The school board has ordered that biology teachers at Dover Area High School make students
"aware of gaps/problems" in the theory of evolution. Their ninth-grade curriculum now must include the theory of "intelligent design," which posits that life is so complex and elaborate that some greater wisdom has to be behind it.
The decision, passed last month by a 6-to-3 vote, makes the 3,600-student school district about 20 miles south of Harrisburg the first in the United States to mandate the teaching of "intelligent design" in public schools, putting it on the front line of the growing national debate over the role of religion in public life.
The new curriculum, which prompted two school board members to resign, is expected to take effect in January. The school principal, Joel Riedel, and teachers contacted by The Chronicle refused to comment on the changes.
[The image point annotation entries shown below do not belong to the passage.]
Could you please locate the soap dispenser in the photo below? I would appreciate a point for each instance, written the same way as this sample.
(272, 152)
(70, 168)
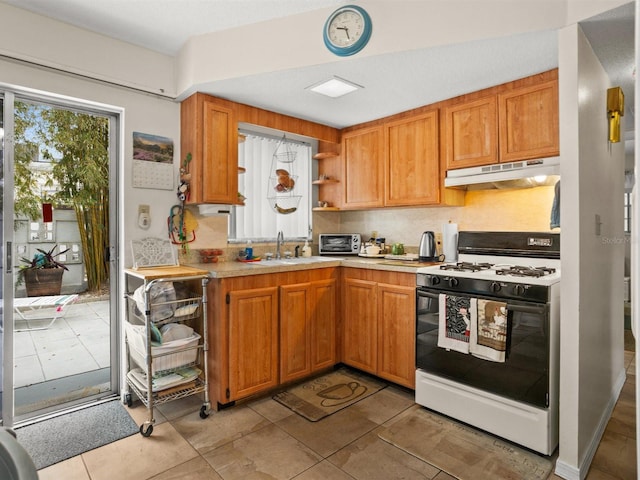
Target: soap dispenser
(306, 250)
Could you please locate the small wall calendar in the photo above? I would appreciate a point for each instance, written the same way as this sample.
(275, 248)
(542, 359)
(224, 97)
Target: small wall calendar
(152, 162)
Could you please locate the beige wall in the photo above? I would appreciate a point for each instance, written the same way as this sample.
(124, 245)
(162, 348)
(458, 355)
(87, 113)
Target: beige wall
(485, 210)
(592, 370)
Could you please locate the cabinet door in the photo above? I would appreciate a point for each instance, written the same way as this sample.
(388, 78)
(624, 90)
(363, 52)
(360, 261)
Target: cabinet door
(295, 331)
(412, 172)
(363, 168)
(360, 324)
(220, 155)
(396, 339)
(253, 341)
(323, 324)
(529, 122)
(471, 133)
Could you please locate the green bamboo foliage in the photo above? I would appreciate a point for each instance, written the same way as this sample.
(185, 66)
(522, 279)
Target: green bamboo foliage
(77, 145)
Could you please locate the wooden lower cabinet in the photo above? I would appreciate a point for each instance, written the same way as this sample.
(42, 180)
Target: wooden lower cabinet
(253, 341)
(265, 330)
(360, 328)
(307, 328)
(379, 323)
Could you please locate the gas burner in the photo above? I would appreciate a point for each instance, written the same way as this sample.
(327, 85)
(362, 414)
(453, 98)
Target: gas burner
(466, 266)
(525, 271)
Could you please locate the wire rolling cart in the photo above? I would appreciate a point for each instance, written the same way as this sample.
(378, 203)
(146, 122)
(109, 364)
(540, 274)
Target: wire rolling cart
(160, 373)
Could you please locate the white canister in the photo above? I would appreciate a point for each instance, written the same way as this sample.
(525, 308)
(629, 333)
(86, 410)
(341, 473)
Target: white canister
(450, 242)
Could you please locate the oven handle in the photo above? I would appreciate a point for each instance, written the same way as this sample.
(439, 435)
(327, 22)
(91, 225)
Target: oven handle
(510, 306)
(423, 293)
(526, 308)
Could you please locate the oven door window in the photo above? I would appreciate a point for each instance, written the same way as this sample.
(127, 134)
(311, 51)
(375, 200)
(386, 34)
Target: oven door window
(524, 376)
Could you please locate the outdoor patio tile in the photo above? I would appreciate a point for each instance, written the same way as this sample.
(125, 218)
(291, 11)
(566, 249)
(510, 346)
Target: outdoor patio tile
(27, 371)
(23, 345)
(73, 358)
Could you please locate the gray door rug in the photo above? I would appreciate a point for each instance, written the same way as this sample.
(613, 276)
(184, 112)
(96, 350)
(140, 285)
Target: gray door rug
(462, 451)
(329, 393)
(59, 438)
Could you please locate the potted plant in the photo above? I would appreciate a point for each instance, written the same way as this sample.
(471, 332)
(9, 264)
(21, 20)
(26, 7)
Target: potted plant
(42, 275)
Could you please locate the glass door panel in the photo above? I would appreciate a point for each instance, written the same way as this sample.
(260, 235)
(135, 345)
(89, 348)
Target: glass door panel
(63, 339)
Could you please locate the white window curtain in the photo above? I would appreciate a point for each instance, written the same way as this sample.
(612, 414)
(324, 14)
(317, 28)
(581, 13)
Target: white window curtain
(258, 220)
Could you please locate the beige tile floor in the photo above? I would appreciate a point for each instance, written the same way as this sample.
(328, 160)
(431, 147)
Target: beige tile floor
(261, 439)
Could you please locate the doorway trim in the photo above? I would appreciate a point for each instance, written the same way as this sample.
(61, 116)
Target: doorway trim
(115, 114)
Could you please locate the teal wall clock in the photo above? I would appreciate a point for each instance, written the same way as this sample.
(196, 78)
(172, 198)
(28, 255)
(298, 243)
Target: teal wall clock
(347, 30)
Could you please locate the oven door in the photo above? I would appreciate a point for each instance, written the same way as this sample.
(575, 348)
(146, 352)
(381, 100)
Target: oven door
(523, 376)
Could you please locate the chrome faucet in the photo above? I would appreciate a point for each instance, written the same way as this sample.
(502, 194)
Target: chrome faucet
(279, 242)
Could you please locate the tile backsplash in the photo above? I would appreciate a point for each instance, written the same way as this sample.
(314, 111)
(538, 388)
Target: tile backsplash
(508, 210)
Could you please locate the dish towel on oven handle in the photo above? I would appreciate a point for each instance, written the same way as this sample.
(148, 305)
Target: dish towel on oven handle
(454, 322)
(489, 331)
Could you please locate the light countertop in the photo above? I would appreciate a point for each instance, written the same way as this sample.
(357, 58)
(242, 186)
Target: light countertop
(240, 269)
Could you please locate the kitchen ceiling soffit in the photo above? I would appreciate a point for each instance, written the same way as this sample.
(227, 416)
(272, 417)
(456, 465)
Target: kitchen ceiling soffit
(394, 82)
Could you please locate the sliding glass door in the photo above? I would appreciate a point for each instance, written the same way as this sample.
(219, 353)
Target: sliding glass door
(60, 334)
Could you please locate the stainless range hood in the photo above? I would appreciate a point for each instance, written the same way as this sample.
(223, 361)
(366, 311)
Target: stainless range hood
(525, 174)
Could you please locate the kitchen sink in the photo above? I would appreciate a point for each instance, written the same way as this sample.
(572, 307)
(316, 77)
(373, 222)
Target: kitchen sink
(295, 261)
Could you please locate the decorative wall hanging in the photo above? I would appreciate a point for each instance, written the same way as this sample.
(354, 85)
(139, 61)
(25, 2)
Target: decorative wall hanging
(615, 110)
(152, 162)
(282, 180)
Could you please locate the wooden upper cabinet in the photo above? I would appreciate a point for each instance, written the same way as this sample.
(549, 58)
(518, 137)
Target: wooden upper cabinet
(412, 168)
(470, 134)
(529, 122)
(363, 171)
(209, 132)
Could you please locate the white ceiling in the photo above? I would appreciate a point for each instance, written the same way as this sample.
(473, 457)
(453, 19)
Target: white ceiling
(393, 83)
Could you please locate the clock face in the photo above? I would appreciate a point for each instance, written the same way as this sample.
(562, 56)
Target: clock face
(347, 30)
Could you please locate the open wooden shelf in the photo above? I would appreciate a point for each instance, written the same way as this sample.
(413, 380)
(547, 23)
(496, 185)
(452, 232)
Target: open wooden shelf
(323, 182)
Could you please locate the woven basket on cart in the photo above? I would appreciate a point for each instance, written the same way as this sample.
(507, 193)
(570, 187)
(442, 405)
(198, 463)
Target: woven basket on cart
(41, 282)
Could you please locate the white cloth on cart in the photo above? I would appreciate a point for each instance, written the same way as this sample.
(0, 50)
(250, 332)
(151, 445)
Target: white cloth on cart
(175, 331)
(162, 297)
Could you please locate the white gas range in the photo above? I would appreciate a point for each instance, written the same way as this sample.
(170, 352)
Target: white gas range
(513, 390)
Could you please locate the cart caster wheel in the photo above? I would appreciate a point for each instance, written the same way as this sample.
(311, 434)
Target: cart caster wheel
(147, 432)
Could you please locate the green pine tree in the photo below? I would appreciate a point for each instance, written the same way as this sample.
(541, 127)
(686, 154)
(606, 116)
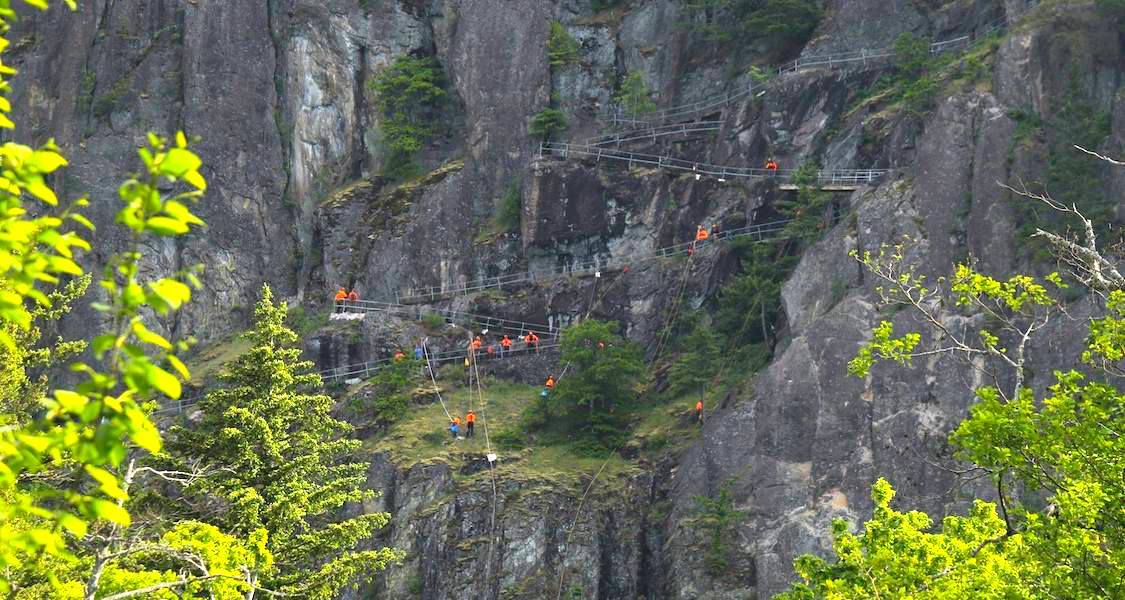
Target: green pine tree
(635, 97)
(279, 460)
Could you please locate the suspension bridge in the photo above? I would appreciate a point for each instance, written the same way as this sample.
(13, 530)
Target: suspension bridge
(758, 233)
(363, 370)
(654, 133)
(451, 316)
(833, 180)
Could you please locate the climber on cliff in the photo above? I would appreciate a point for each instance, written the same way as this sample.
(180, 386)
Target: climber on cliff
(341, 298)
(701, 233)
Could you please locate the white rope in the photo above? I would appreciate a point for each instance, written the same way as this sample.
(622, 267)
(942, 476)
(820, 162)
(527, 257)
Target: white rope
(429, 367)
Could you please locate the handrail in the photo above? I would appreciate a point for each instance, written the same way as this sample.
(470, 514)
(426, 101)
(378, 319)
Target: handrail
(366, 369)
(653, 133)
(565, 150)
(617, 115)
(761, 232)
(449, 315)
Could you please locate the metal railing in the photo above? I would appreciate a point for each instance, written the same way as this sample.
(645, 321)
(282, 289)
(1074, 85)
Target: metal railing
(653, 133)
(363, 370)
(447, 314)
(761, 232)
(865, 55)
(721, 171)
(618, 115)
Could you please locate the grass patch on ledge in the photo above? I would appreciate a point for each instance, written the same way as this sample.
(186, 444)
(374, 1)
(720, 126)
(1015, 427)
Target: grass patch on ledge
(422, 437)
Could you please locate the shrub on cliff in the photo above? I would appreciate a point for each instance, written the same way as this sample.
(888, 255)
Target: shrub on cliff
(411, 95)
(1053, 455)
(561, 47)
(780, 24)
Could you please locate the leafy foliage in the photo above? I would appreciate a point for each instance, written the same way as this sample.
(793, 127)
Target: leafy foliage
(780, 24)
(510, 208)
(717, 517)
(411, 95)
(92, 428)
(282, 463)
(1067, 448)
(561, 47)
(25, 364)
(390, 391)
(635, 97)
(911, 54)
(606, 372)
(896, 557)
(548, 123)
(698, 361)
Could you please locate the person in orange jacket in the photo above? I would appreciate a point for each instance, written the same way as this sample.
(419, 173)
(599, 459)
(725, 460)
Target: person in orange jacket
(701, 233)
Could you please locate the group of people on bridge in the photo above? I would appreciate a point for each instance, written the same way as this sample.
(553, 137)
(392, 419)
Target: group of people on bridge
(503, 347)
(343, 297)
(455, 424)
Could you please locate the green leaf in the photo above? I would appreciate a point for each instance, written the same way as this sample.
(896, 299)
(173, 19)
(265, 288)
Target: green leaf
(163, 381)
(179, 366)
(167, 226)
(107, 482)
(179, 162)
(109, 511)
(150, 337)
(172, 292)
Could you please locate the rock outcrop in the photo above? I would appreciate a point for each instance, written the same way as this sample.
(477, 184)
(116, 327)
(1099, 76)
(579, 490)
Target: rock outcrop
(277, 91)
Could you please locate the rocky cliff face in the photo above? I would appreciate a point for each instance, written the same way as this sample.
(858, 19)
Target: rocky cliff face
(276, 89)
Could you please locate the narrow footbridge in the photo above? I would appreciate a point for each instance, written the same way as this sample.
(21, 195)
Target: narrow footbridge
(761, 232)
(839, 179)
(618, 116)
(363, 370)
(460, 318)
(654, 133)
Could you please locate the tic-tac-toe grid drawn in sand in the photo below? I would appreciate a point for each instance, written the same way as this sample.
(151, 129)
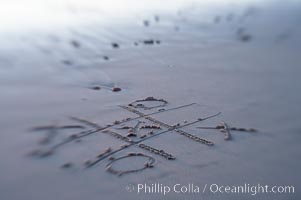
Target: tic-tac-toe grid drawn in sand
(134, 132)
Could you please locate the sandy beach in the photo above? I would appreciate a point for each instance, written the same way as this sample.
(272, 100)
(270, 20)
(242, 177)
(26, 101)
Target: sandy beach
(150, 100)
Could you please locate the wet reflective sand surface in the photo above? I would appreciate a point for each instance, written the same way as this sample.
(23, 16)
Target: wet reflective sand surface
(66, 67)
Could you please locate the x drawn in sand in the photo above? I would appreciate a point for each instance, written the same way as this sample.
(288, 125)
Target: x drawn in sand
(146, 127)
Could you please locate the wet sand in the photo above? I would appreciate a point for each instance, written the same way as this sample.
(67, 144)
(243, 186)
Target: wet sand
(238, 59)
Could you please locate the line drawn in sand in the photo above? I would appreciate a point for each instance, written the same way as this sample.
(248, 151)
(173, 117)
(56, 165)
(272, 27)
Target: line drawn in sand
(145, 128)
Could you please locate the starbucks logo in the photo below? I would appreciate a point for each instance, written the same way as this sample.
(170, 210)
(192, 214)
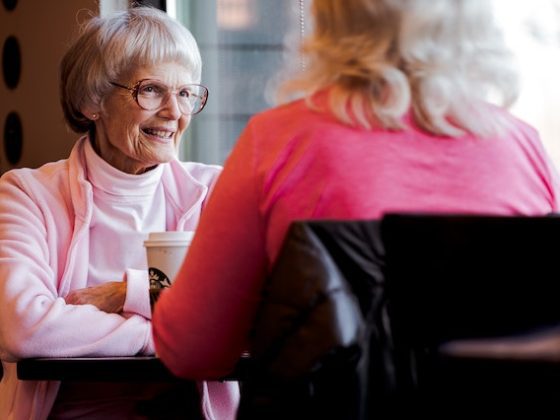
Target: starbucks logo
(158, 279)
The idea of intelligent design was initiated by a small group of scientists to explain what they believe to be gaps in Charles Darwin's theory of evolution, which they say is "not adequate to explain all natural phenomena. "
On an intelligent-design Web site (
http://www.intelligentdesignnetwork.org), the theory is described as "a scientific disagreement with the claim of evolutionary theory that natural phenomena are not designed.''
Critics such as Eugenie Scott, director of the Oakland-based National Center for Science Education, say the Dover school board's decision is part of a growing trend. Religious conservatives, critics say, have been waging a war against Darwin in classrooms since the Scopes "Monkey Trial" of 1925. Tennessee schoolteacher John Scopes was convicted of illegally teaching evolution, but his conviction later was thrown out on a technicality by the Tennessee Supreme Court.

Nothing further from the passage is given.